Prepare for a Vaccine Controversy

A few years ago public health officials set up a time share in Pennsylvania hens. Under contracts signed with several farmers, the hens continued to lay for their regular customers until the moment this past spring when the federal government requisitioned their eggs to grow flu vaccine.

Strategic hen reserves are part of a success story: the government’s readiness for the current H1N1 flu pandemic. Public health officials had already stockpiled millions of doses of antiviral drugs, created diagnostic kits that detected the virus as soon as it appeared in California in April and enrolled five companies to make vaccine. By mid-October we may have as many as 80 million doses ready for a mass immunization program.

But if there’s a weak link in this chain of preparedness, it is the federal bureaucracy’s torpor in explaining the risks of the vaccination program to the public. There is a chance, for example, that the H1N1 flu will sweep through cities before the vaccine is ready, causing serious illness and many deaths. (By the same token, H1N1 may turn out to be so mild as to seem harmless.)

And there is a possibility that the vaccine itself might provoke side effects; for example, about one in 100,000 people who received the 1976 swine flu vaccine developed Guillain-Barré syndrome, a crippling nerve disorder.

Public health officials have grown more vigilant since then. In 1999, for instance, doctors reported cases of intussusception, a sometimes deadly intestinal disorder, in a few infants given a new vaccine against rotavirus. After a causal link was confirmed, the vaccine was withdrawn.

Six years later, there were more reports of Guillain-Barré, in patients who had received a new vaccine against meningococcal bacteria. This time, vaccine safety sleuths found that the association was rare or even coincidental, and the Food and Drug Administration kept the vaccine on the market.

The need for good safety monitoring is more important than ever in this risk-averse age, in which a discredited link to autism has shaken confidence in childhood vaccination. It’s equally important that officials communicate the difference between correlation and cause.
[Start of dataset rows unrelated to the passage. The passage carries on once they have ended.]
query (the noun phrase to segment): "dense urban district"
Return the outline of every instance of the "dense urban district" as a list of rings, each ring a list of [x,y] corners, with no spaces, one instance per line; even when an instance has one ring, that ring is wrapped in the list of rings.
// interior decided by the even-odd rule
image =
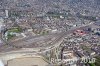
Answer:
[[[100,66],[100,0],[0,0],[0,66]]]

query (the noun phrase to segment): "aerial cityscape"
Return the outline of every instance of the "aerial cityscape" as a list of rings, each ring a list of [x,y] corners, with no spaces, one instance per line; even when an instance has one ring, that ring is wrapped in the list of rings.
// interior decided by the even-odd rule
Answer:
[[[100,66],[100,0],[0,0],[0,66]]]

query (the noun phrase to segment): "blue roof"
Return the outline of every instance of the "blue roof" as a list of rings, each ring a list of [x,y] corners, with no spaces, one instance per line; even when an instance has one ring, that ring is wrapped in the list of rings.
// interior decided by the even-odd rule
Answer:
[[[95,25],[98,25],[98,26],[100,26],[100,21],[99,21],[99,22],[95,22]]]

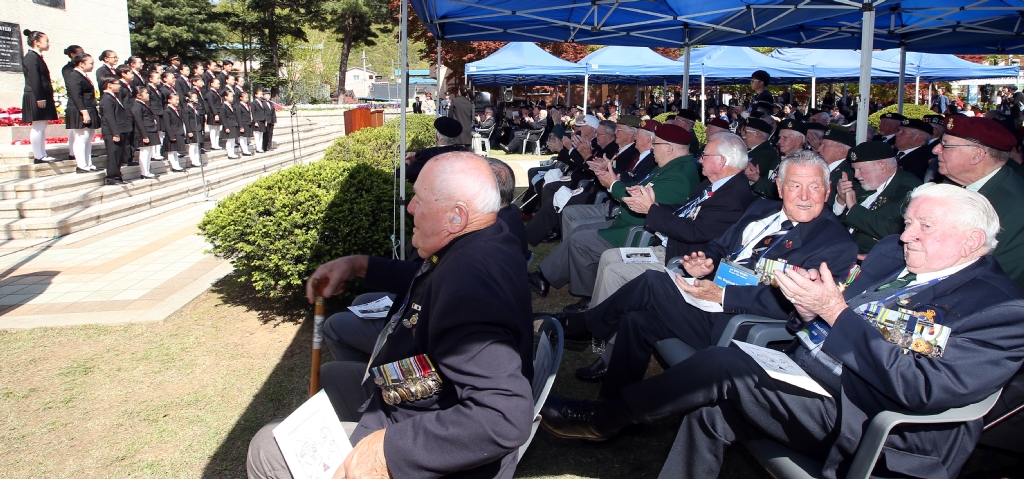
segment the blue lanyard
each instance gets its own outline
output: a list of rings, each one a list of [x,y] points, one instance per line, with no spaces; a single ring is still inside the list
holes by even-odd
[[[676,210],[675,215],[679,216],[679,217],[683,217],[683,216],[686,216],[686,215],[690,214],[690,212],[692,212],[694,208],[696,208],[698,205],[700,205],[701,203],[706,201],[708,198],[711,198],[711,194],[712,193],[714,193],[714,191],[708,190],[708,192],[704,193],[703,196],[701,196],[699,198],[694,198],[689,203],[687,203],[687,204],[685,204],[683,206],[680,206]],[[680,213],[682,213],[682,214],[680,214]]]
[[[899,274],[899,273],[897,273],[897,274]],[[896,291],[895,293],[893,293],[893,294],[891,294],[891,295],[889,295],[889,296],[886,296],[886,297],[885,297],[885,299],[881,299],[881,300],[878,300],[878,301],[872,301],[872,302],[873,302],[873,303],[879,303],[879,304],[885,304],[885,303],[886,303],[887,301],[889,301],[889,300],[890,300],[890,299],[892,299],[892,298],[895,298],[895,297],[897,297],[897,296],[902,296],[902,295],[903,295],[904,293],[907,293],[907,292],[910,292],[910,291],[914,291],[914,290],[916,290],[916,289],[921,289],[921,288],[923,288],[923,287],[925,287],[925,286],[930,286],[930,285],[933,285],[933,284],[935,284],[935,283],[938,283],[939,281],[942,281],[942,280],[944,280],[944,279],[946,279],[946,278],[948,278],[948,277],[949,277],[949,276],[947,275],[947,276],[943,276],[943,277],[941,277],[941,278],[935,278],[935,279],[933,279],[933,280],[931,280],[931,281],[925,281],[924,283],[920,283],[920,284],[915,284],[915,285],[913,285],[913,286],[908,286],[908,287],[906,287],[906,288],[903,288],[903,289],[901,289],[901,290],[899,290],[899,291]],[[893,279],[892,279],[892,280],[890,280],[890,281],[887,281],[887,282],[883,283],[883,285],[885,285],[885,284],[889,284],[889,283],[891,283],[892,281],[895,281],[895,280],[897,280],[898,278],[899,278],[899,276],[897,276],[897,277],[893,278]],[[864,292],[862,292],[861,294],[864,294],[864,293],[866,293],[866,292],[867,292],[867,291],[864,291]],[[857,296],[860,296],[860,294],[858,294]],[[856,297],[856,296],[854,296],[854,298],[855,298],[855,297]],[[853,298],[850,298],[850,299],[846,300],[846,302],[847,302],[847,303],[849,303],[849,302],[850,302],[850,300],[852,300],[852,299],[853,299]]]
[[[771,228],[771,226],[772,226],[773,224],[775,224],[775,221],[776,221],[776,220],[778,220],[778,219],[779,219],[779,216],[781,216],[781,215],[782,215],[782,213],[779,213],[779,214],[775,215],[775,217],[774,217],[774,218],[772,218],[772,220],[771,220],[771,221],[769,221],[769,222],[768,222],[768,224],[764,225],[764,229],[762,229],[762,230],[761,230],[761,231],[760,231],[759,233],[757,233],[756,235],[752,236],[752,237],[750,238],[750,241],[747,241],[746,243],[743,243],[743,246],[740,246],[740,249],[738,249],[738,250],[736,250],[736,251],[733,251],[733,252],[732,252],[732,254],[730,254],[730,255],[729,255],[729,258],[735,258],[735,257],[736,257],[736,255],[740,254],[740,252],[741,252],[741,251],[743,251],[744,249],[746,249],[746,248],[747,248],[747,245],[749,245],[750,243],[752,243],[752,242],[753,242],[754,240],[756,240],[756,239],[760,239],[760,238],[761,238],[761,235],[763,235],[763,234],[765,233],[765,231],[768,231],[768,228]],[[788,234],[789,234],[789,231],[787,231],[787,232],[786,232],[786,234],[788,235]],[[785,235],[783,235],[783,238],[784,238],[784,237],[785,237]],[[781,238],[780,238],[780,239],[781,239]],[[763,257],[764,255],[768,254],[768,252],[769,252],[769,251],[771,251],[771,250],[772,250],[772,248],[774,248],[774,247],[775,247],[775,245],[776,245],[776,244],[778,244],[778,243],[779,243],[779,242],[775,242],[774,244],[772,244],[771,246],[769,246],[769,247],[768,247],[768,249],[764,250],[764,253],[761,253],[761,256]]]

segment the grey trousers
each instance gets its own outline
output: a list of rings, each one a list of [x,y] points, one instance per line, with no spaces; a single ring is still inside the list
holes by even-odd
[[[263,426],[249,441],[249,453],[245,458],[245,471],[249,479],[291,479],[292,473],[288,470],[288,463],[285,462],[284,454],[281,454],[277,440],[274,439],[274,428],[281,424],[281,421],[283,419]],[[345,434],[351,436],[356,430],[356,424],[342,421],[341,427],[345,429]]]
[[[608,205],[568,205],[562,209],[562,241],[569,241],[581,225],[600,223],[608,214]]]
[[[665,247],[652,246],[651,249],[654,250],[654,255],[658,258],[657,263],[623,263],[619,248],[613,248],[601,254],[601,262],[597,266],[597,280],[594,282],[594,294],[591,296],[590,304],[599,304],[604,301],[622,285],[640,276],[644,271],[663,269]]]
[[[611,221],[602,221],[581,225],[572,232],[571,237],[563,238],[558,247],[540,263],[540,270],[548,283],[555,288],[569,284],[569,292],[580,296],[594,291],[594,277],[597,275],[601,253],[612,247],[597,234],[597,230],[611,224]],[[574,265],[574,262],[577,264]],[[591,262],[592,268],[587,266]]]
[[[371,303],[384,296],[390,296],[392,301],[395,299],[393,294],[366,293],[356,297],[352,304]],[[360,318],[351,311],[335,313],[324,321],[324,339],[335,360],[360,361],[365,364],[370,360],[377,336],[387,322],[386,318]]]

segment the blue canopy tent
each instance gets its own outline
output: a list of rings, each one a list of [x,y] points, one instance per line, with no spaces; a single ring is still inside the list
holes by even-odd
[[[587,69],[583,80],[583,108],[587,108],[589,84],[664,85],[680,83],[686,77],[684,65],[647,47],[610,46],[592,52],[576,62]],[[639,101],[639,95],[637,95]]]
[[[679,59],[685,62],[686,55]],[[768,72],[772,84],[803,83],[812,76],[806,66],[777,60],[750,47],[695,48],[690,53],[690,76],[700,76],[700,110],[704,111],[707,84],[747,83],[755,70]]]
[[[871,56],[872,61],[899,62],[900,49],[876,51]],[[1019,73],[1015,66],[981,65],[950,54],[907,52],[907,74],[928,82],[1015,77]]]
[[[779,48],[769,56],[780,61],[811,68],[811,104],[815,104],[819,80],[860,81],[861,54],[853,50]],[[897,81],[900,77],[900,65],[888,61],[873,61],[870,76],[873,83]]]
[[[475,85],[557,85],[582,81],[587,67],[563,60],[533,42],[512,42],[487,58],[466,64]]]

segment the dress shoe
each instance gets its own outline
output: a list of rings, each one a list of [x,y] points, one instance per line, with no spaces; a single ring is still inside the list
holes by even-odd
[[[56,158],[51,158],[49,156],[46,156],[46,157],[43,157],[43,158],[36,158],[32,163],[34,163],[36,165],[42,165],[42,164],[46,164],[46,163],[53,163],[54,161],[57,161],[57,159]]]
[[[604,363],[604,358],[598,356],[597,359],[590,363],[590,366],[582,367],[576,370],[576,377],[584,381],[598,381],[608,374],[608,365]]]
[[[91,170],[84,170],[82,168],[75,167],[75,173],[92,173]]]
[[[96,165],[89,165],[89,171],[100,171],[100,168]]]
[[[522,218],[523,221],[530,221],[530,220],[533,219],[533,215],[528,215],[528,214],[523,213],[523,212],[519,212],[519,217]]]
[[[607,441],[614,434],[594,424],[595,403],[548,397],[540,409],[541,426],[552,435],[565,439]]]
[[[121,179],[121,178],[107,178],[104,182],[106,184],[108,184],[108,185],[123,185],[123,184],[125,184],[124,180]]]
[[[253,156],[255,153],[242,153],[242,156]]]
[[[541,240],[541,243],[554,243],[556,241],[561,241],[561,240],[562,240],[562,235],[560,235],[557,231],[552,231],[543,240]]]
[[[175,173],[184,173],[185,169],[184,168],[171,168],[171,171],[173,171]]]
[[[542,298],[546,298],[548,296],[548,291],[551,289],[551,285],[548,284],[547,280],[545,280],[540,273],[536,271],[527,273],[526,279],[530,283],[530,289],[532,289],[537,296]]]
[[[139,162],[137,162],[137,161],[129,161],[125,166],[139,166]]]
[[[142,175],[142,178],[145,178],[147,180],[155,180],[156,179],[156,175],[150,173],[148,175]]]
[[[508,145],[505,145],[505,144],[502,144],[502,143],[498,143],[498,147],[501,148],[501,151],[504,151],[505,153],[509,153],[509,154],[512,153],[511,151],[508,151]]]
[[[590,298],[580,298],[579,301],[562,308],[563,313],[582,313],[590,309]]]
[[[239,159],[239,158],[241,158],[241,157],[240,157],[240,156],[231,156],[231,155],[228,155],[228,159],[229,159],[229,160],[237,160],[237,159]]]
[[[562,334],[566,341],[590,341],[592,335],[587,329],[586,319],[582,313],[555,313],[551,316],[562,325]]]
[[[200,152],[200,153],[209,153],[209,152],[210,152],[210,150],[209,150],[209,149],[206,149],[206,148],[200,148],[200,149],[199,149],[199,152]]]

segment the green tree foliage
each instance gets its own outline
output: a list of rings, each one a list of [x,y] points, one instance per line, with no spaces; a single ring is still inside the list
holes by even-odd
[[[885,114],[885,113],[893,113],[893,112],[896,112],[898,110],[899,110],[899,106],[898,105],[889,105],[889,106],[887,106],[885,108],[882,108],[881,110],[878,110],[878,111],[872,113],[871,116],[868,117],[868,124],[873,126],[873,127],[875,127],[875,128],[878,128],[878,122],[881,121],[883,114]],[[907,118],[916,118],[916,119],[920,120],[921,118],[924,118],[925,115],[931,115],[933,113],[935,113],[935,112],[929,110],[928,107],[926,107],[924,105],[910,105],[910,104],[904,104],[903,105],[903,116],[905,116]]]
[[[209,0],[128,0],[132,52],[147,62],[210,56],[225,37]]]
[[[661,123],[665,123],[665,119],[668,118],[669,115],[675,115],[675,113],[665,112],[665,113],[662,113],[662,114],[652,118],[652,120],[657,120],[657,121],[660,121]],[[702,122],[698,121],[698,122],[695,122],[693,124],[693,133],[695,135],[697,135],[697,141],[700,142],[701,146],[704,146],[704,145],[708,144],[708,134],[707,134],[707,131],[708,131],[707,127],[704,126],[704,123],[702,123]]]
[[[399,119],[392,118],[380,128],[363,128],[338,138],[324,153],[324,159],[359,161],[381,169],[394,170],[398,159],[399,126]],[[434,131],[432,115],[408,115],[405,127],[406,150],[419,151],[434,146]]]
[[[356,44],[373,46],[377,38],[375,24],[386,22],[390,16],[385,0],[328,0],[320,8],[314,25],[337,35],[341,43],[338,58],[338,87],[335,93],[341,103],[345,94],[345,71],[352,47]]]
[[[263,84],[278,96],[281,65],[285,59],[283,47],[288,40],[306,41],[304,25],[319,18],[323,0],[236,0],[257,20],[251,27],[259,45]]]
It is statistically inevitable that some of the millions of people vaccinated this fall will become ill or die. And there’s a high risk that the vaccine will be blamed for any coincidental health problems. For example, pregnant women will be urged to get the vaccine because doctors have seen how H1N1 can cause especially nasty infections during pregnancy. But about one in seven pregnancies ends in a miscarriage, so nearly 1,500 of 10,000 women in early pregnancy will miscarry this fall — whether or not they get the H1N1 vaccine.

This all needs to be clearly explained by someone, and our new surgeon general nominee, Regina Benjamin, is a good person for the job. When schools open in September, Dr. Benjamin should make it her full-time job to explain the logic and unknowns of inoculation. If a vaccination campaign reduces deaths and illnesses caused by the H1N1 virus, it could also increase rates of vaccination against seasonal flu and other diseases. But if the campaign causes more people to lose any more faith in vaccines, it will have done more harm than good

Arthur Allen, the author of Vaccine: The Controversial Story of Medicine’s Greatest Lifesaver.